Saya lebih mengerti ketika menyimak Elemen-Elemen
Jurnalisme karya Bill Kovach dan Tom Rosenstiel. Sebagai sebuah “agama”,
tentu saja, jurnalisme punya “syari’at”-nya sendiri.
Saya yakin,
Idham, Anda pernah membaca Elemen-Elemen
Jurnalisme. Sehingga semua lembaga berita tak sesuka hatinya menetapkan
“pakem” jurnalisme sendiri-sendiri. Bila setiap lembaga berita dan
masing-masing jurnalis berhak menentukan standar jurnalisme sesuai
keinginannya, apa artinya klaim Pilar Keempat Demokrasi? Dimana forum kritik
ditempatkan? Bagaimana keberpihakan terhadap kebenaran dijalankan?
Toleransi
terhadap standar yang disesuaikan dengan kemampuan khalayak pembaca adalah
dalih yang harus diperiksa kembali.

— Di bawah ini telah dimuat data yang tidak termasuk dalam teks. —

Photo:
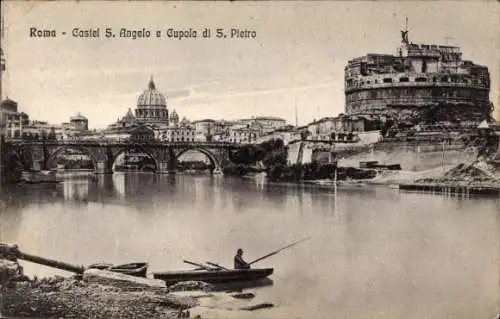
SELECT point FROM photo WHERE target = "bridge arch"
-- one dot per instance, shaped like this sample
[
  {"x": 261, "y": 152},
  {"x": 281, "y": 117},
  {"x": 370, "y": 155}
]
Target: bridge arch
[
  {"x": 211, "y": 156},
  {"x": 134, "y": 148},
  {"x": 59, "y": 150}
]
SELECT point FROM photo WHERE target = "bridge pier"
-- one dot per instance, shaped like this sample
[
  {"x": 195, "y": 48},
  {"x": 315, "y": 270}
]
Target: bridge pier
[
  {"x": 102, "y": 167},
  {"x": 36, "y": 166},
  {"x": 217, "y": 171}
]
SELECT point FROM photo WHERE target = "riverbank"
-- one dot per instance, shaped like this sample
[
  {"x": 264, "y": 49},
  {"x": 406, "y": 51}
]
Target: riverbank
[
  {"x": 59, "y": 297},
  {"x": 105, "y": 294}
]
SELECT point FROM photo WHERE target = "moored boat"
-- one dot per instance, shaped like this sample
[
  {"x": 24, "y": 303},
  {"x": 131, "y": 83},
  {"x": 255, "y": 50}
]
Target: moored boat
[
  {"x": 213, "y": 276},
  {"x": 131, "y": 269}
]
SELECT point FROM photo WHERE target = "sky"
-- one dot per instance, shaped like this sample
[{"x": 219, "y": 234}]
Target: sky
[{"x": 295, "y": 62}]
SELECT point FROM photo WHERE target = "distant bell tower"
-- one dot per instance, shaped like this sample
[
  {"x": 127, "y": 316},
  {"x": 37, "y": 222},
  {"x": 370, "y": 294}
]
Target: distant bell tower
[
  {"x": 404, "y": 33},
  {"x": 403, "y": 48}
]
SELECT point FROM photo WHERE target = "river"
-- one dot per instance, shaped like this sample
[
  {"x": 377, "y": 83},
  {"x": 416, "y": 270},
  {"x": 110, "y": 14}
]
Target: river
[{"x": 374, "y": 252}]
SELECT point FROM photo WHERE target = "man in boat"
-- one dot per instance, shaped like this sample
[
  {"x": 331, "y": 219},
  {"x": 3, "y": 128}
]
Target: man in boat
[{"x": 239, "y": 263}]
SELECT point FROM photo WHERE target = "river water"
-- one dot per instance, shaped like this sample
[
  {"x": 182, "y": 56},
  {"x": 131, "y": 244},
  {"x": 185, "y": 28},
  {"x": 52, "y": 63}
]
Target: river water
[{"x": 374, "y": 252}]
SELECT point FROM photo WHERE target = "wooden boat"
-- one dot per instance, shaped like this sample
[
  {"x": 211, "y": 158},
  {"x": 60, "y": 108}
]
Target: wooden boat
[
  {"x": 213, "y": 276},
  {"x": 131, "y": 269}
]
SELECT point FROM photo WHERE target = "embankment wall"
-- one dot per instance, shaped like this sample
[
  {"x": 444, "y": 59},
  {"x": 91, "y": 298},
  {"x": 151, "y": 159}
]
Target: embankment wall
[{"x": 412, "y": 157}]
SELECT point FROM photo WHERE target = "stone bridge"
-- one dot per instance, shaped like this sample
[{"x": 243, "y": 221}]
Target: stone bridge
[{"x": 41, "y": 155}]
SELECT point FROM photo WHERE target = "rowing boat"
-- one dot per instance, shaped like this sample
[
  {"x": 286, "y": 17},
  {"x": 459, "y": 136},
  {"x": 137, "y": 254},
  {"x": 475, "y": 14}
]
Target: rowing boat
[
  {"x": 213, "y": 276},
  {"x": 131, "y": 269}
]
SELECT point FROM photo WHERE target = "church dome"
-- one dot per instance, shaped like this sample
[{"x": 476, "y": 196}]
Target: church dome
[
  {"x": 151, "y": 98},
  {"x": 174, "y": 116}
]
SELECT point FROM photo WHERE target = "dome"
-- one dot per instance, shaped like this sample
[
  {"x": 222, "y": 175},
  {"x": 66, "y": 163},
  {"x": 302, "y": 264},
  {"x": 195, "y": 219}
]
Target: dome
[
  {"x": 78, "y": 117},
  {"x": 151, "y": 98},
  {"x": 174, "y": 116}
]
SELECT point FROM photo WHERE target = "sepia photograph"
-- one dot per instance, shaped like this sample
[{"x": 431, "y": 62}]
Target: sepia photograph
[{"x": 250, "y": 159}]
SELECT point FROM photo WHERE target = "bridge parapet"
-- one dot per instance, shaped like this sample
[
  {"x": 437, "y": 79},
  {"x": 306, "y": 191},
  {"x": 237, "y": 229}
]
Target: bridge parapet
[{"x": 41, "y": 154}]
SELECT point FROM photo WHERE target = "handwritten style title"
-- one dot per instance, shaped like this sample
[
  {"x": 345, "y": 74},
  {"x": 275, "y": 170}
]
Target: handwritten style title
[{"x": 170, "y": 33}]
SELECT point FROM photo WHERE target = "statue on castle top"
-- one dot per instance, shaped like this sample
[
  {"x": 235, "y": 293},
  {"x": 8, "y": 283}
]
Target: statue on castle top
[{"x": 404, "y": 36}]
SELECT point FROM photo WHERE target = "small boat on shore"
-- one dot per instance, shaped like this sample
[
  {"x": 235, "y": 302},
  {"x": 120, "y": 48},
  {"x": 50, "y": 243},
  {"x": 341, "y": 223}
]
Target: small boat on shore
[
  {"x": 41, "y": 177},
  {"x": 131, "y": 269},
  {"x": 213, "y": 276}
]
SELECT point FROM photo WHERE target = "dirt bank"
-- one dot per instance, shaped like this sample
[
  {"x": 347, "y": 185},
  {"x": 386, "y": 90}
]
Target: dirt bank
[
  {"x": 71, "y": 298},
  {"x": 103, "y": 294}
]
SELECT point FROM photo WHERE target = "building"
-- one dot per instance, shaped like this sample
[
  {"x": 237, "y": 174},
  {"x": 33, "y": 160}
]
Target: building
[
  {"x": 267, "y": 123},
  {"x": 205, "y": 127},
  {"x": 421, "y": 82},
  {"x": 79, "y": 122},
  {"x": 174, "y": 119},
  {"x": 287, "y": 134},
  {"x": 152, "y": 106},
  {"x": 12, "y": 122}
]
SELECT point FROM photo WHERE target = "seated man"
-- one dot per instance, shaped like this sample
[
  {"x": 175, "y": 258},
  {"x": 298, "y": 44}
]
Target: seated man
[{"x": 239, "y": 263}]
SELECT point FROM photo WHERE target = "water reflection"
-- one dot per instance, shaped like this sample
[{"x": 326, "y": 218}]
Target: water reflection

Benar, bahwa standar yang menjadi dasar
kritikan Andreas terhadap media mainstream
di Indonesia, terlalu ideal untuk diterapkan hari ini. Namun, tidak serta-merta
dijadikan alat merasionalisasi penghancuran kaidah-kaidah jurnalisme.
Kami prihatin,
Idham, karena masih menyisakan cinta bagi jurnalisme di lubuk hati. Jurnalisme
merupakan ruang bagi publik memperoleh informasi yang benar. Itulah sebabnya,
jurnalisme memberikan beberapa syarat yang harus dipenuhi lembaga berita dan
para jurnalisnya. Jurnalis ibarat hakim saat berhadapan dengan data-data yang
terkumpul dan menjahitnya sebagai sebuah karya.
Tanggung jawab
yang tidak kecil yang diemban jurnalis dan lembaga tempat dia bekerja menuntut
penyajian fakta yang akurat. Di sisi lain, menghindari paparan kepentingan yang
mengotori integritas mereka. Dengan demikian, lalu-lintas informasi tidak
distortif. Semua itu dapat diwujudkan selama loyalitas terhadap publik dijaga
dan disiplin verifikasi dikedepankan. Selama ada semangat mengikuti standar
jurnalisme yang benar, Idham, saya yakin lembaga Anda tidak akan tergelincir
terlalu jauh pada praktek yang menodai profesi dan lembaga Anda.
Anda tentu paham,
Idham. Sebab Anda yang menggeluti jurnalistik saat ini. Saya sekadar
mengingat-ingat ihwal pelajaran masa lalu soal jurnalisme dan, sekarang ini,
menghadapi produk lembaga berita sebagai konsumen. Saya hanya menyodorkan
sebuah ingatan bahwa semua kaidah itu, elemen-elemen yang dipersepsikan bersama
oleh para jurnalis profesional, senantiasa membuat saya merasa tak layak jadi
jurnalis. Dan saya kerap heran bertemu orang-orang yang dengan mudah mendapuk
diri sebagai “jurnalis”. Pembawa berita, sejak jaman dahulu kala,
kredibilitasnya tidak boleh memiliki cacat dan cakap merangkum informasi.
Bagaimana pembaca tak tersesat jika pembawa pesan nyata tak cakap?
Di sini kita
perlu mempertegas batas perbedaan antara lembaga berita, corong kelompok
tertentu, dan pamflet. Itu saja, Idham.***
Singkatan dan Istilah yang Digunakan:
BBM: BlackBerry Messenger; HMI:
Himpunan Mahasiswa Islam; Korlip:
Koordinator Liputan; LSM: Lembaga
Swadaya Masyarakat; MP: Manado Post;
Ornop: Organisasi Non Profit; dan RB: Radar Bolmong.